Autonomous Code Agents Reconstruct Hidden System Prompts in 41 Commercial LLMs, Preprint Finds
An arXiv preprint says a new autonomous code-agent system was able to recover the hidden system prompts of 41 commercial language models using ordinary user interaction alone, underscoring that system prompts remain a meaningful security surface in modern AI products. The paper, titled “Just Ask: Curious Code Agents Reveal System Prompts in Frontier LLMs,” describes a framework called JUSTASK that the authors say can probe black-box models and reconstruct their concealed instructions without privileged access.
The headline result comes with an important caveat. The paper’s reported “100%” extraction success rate refers to semantic recovery under the authors’ consistency metric at a 0.70 threshold, not exact word-for-word recovery in every case. At stricter thresholds, the reported success rate falls to 90.2% at 0.75 and 73.2% at 0.80. The authors also say only a small fraction of extractions were verbatim matches; most were semantic reconstructions of the hidden instructions.
Those hidden instructions matter because system prompts are the behind-the-scenes directions that help determine how a chatbot behaves, including its style, priorities and safety rules. AI companies increasingly rely on system prompts, or similar “constitution”-style instructions, to shape how their models answer questions, refuse requests or handle coding tasks. That means recovering those prompts can reveal how a product is governed internally and how its safeguards are structured.
The preprint was first posted to arXiv on Jan. 29, 2026, and updated in late June; the PDF is marked “Preprint. June 29, 2026.” Its authors are Xiang Zheng, Yutao Wu, Hanxun Huang, Yige Li, Xingjun Ma, Bo Li, Yu-Gang Jiang and Cong Wang. They describe JUSTASK as a “self-evolving autonomous code-agent framework” that needs no handcrafted prompts, labeled supervision or access beyond standard user interaction.
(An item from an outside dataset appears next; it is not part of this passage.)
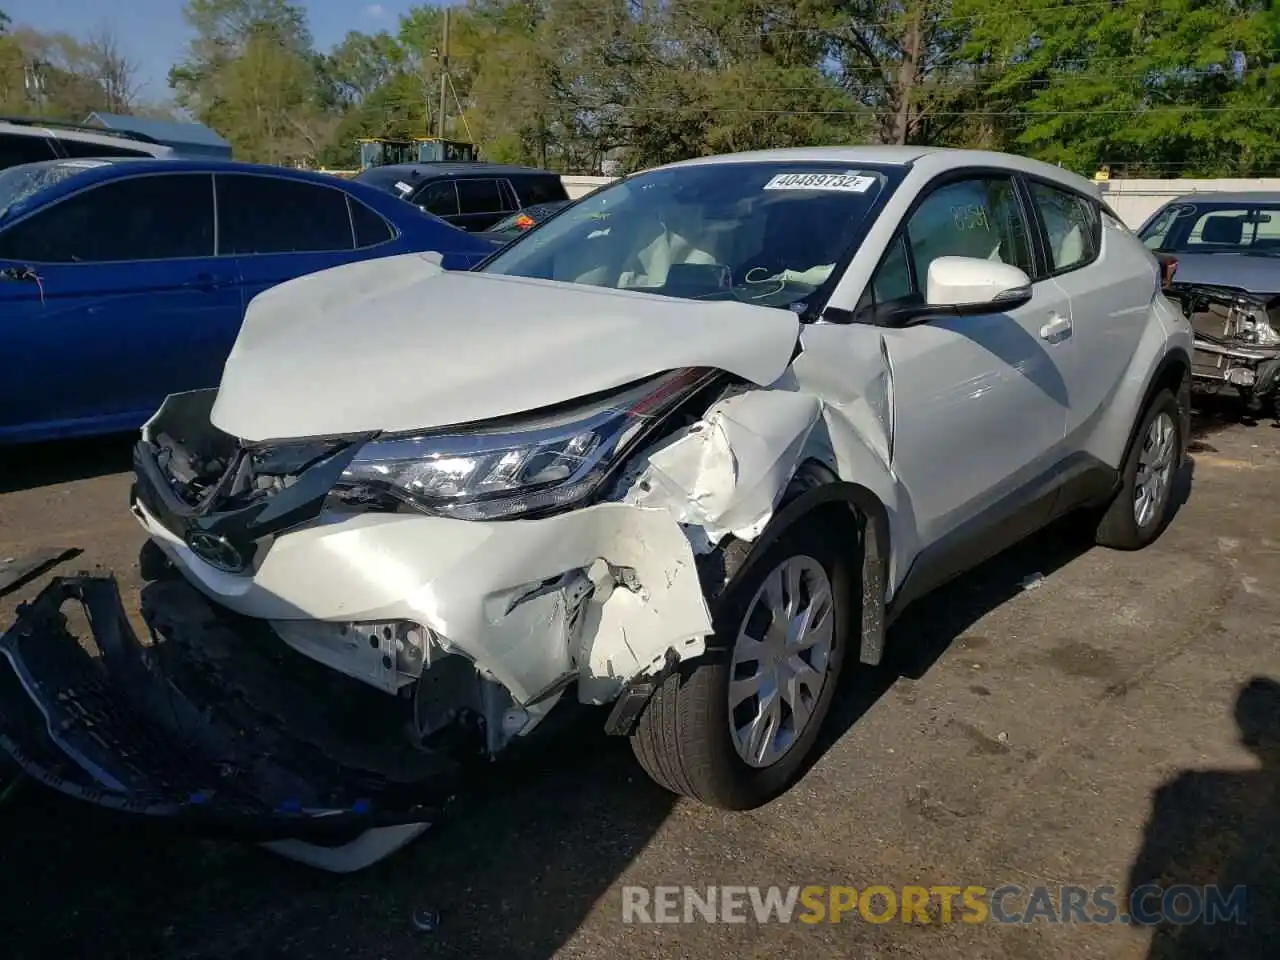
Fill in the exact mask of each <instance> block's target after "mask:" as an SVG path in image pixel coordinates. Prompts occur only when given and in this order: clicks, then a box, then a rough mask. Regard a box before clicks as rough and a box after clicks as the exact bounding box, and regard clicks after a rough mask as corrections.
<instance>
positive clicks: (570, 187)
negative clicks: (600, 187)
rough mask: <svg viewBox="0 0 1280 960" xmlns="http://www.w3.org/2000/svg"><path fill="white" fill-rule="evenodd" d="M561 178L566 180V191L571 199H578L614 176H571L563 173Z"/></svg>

According to the paper, the system was tested against 41 black-box commercial models tied to providers including OpenAI, Anthropic, Google, Microsoft and xAI. “We identify system prompt extraction as an emergent vulnerability intrinsic to code agents,” the abstract says.
To validate results, the paper says it used self-consistency and cross-skill consistency checks, with semantic similarity measured using OpenAI’s text-embedding-3-large through OpenRouter. The authors also say they compared some extracted prompts against known or leaked text, including Claude Code. In the introduction, the paper says: “Claude Code immediately disclosed its own system instructions, totaling 6,973 tokens.”
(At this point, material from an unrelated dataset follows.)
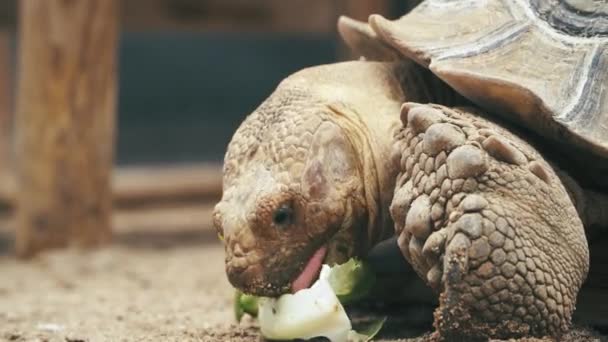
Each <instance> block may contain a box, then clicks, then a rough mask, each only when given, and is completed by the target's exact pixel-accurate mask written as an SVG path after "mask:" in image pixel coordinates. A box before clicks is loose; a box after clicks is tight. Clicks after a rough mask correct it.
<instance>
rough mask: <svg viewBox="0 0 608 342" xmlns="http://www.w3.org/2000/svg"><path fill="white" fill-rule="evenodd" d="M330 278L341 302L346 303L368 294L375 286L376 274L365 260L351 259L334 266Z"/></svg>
mask: <svg viewBox="0 0 608 342" xmlns="http://www.w3.org/2000/svg"><path fill="white" fill-rule="evenodd" d="M328 280H329V284H330V285H331V287H332V288H333V289H334V291H335V292H336V295H337V296H338V299H340V303H342V305H345V304H348V303H352V302H355V301H357V300H359V299H362V298H364V297H365V296H367V294H368V293H369V291H370V290H371V289H372V287H373V286H374V283H375V281H376V276H375V275H374V272H373V271H372V270H371V268H370V267H369V266H368V265H367V264H366V263H365V262H363V261H360V260H356V259H350V260H349V261H348V262H346V263H344V264H341V265H336V266H333V267H332V268H331V273H330V274H329V279H328Z"/></svg>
The researchers also tested defenses in controlled experiments on four frontier models. According to the paper, simple prompt defenses — such as telling the model not to reveal its system prompt — reduced extraction quality by about 6%. More attack-aware prompt defenses reduced it by 18.4%. The authors argue that prompt-only defenses therefore appear limited in black-box API settings. They also released code, data and a public “System Prompt Open” gallery showing extracted prompts, while framing the material for research use and with caution language.
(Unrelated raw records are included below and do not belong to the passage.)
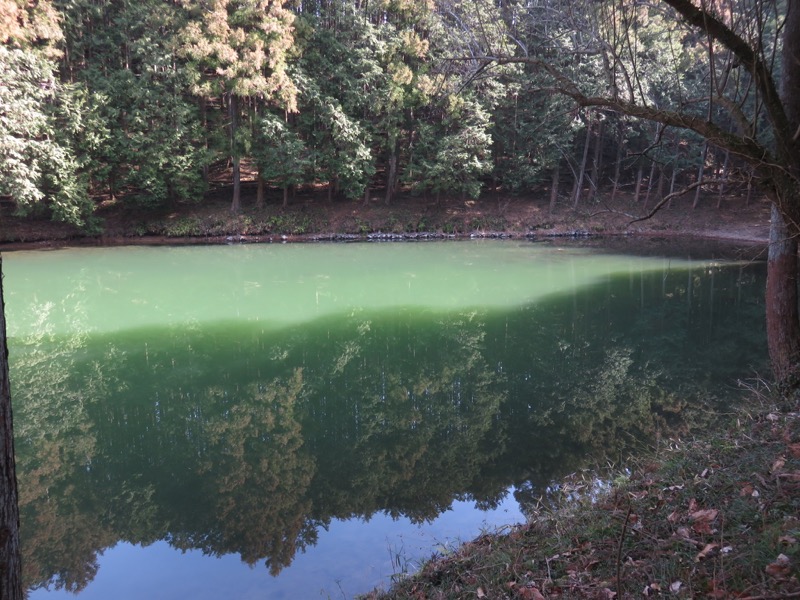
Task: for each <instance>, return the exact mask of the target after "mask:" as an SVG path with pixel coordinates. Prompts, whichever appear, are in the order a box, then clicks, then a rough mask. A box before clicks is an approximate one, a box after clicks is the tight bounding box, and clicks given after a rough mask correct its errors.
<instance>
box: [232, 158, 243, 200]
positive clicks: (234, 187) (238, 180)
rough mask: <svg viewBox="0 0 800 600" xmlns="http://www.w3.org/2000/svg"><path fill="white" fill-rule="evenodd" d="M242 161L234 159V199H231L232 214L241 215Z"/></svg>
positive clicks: (233, 184) (233, 177) (233, 171)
Prompt extraction itself is not new. Research in 2023 and 2024 showed that prompts and memorized content could sometimes be pulled from language models. What this preprint says is new is the use of an autonomous, multi-turn agent that discovers extraction strategies on its own and applies them across many production systems. The industry stakes are tangible: Anthropic published “Claude’s Constitution” in January 2026, and later said in an April 2026 postmortem that changes to Claude Code’s system prompts and harnesses affected performance and were reversed. Still, these are the authors’ reported findings in a preprint, not independently verified results, and vendors can change prompts, defenses and endpoints over time.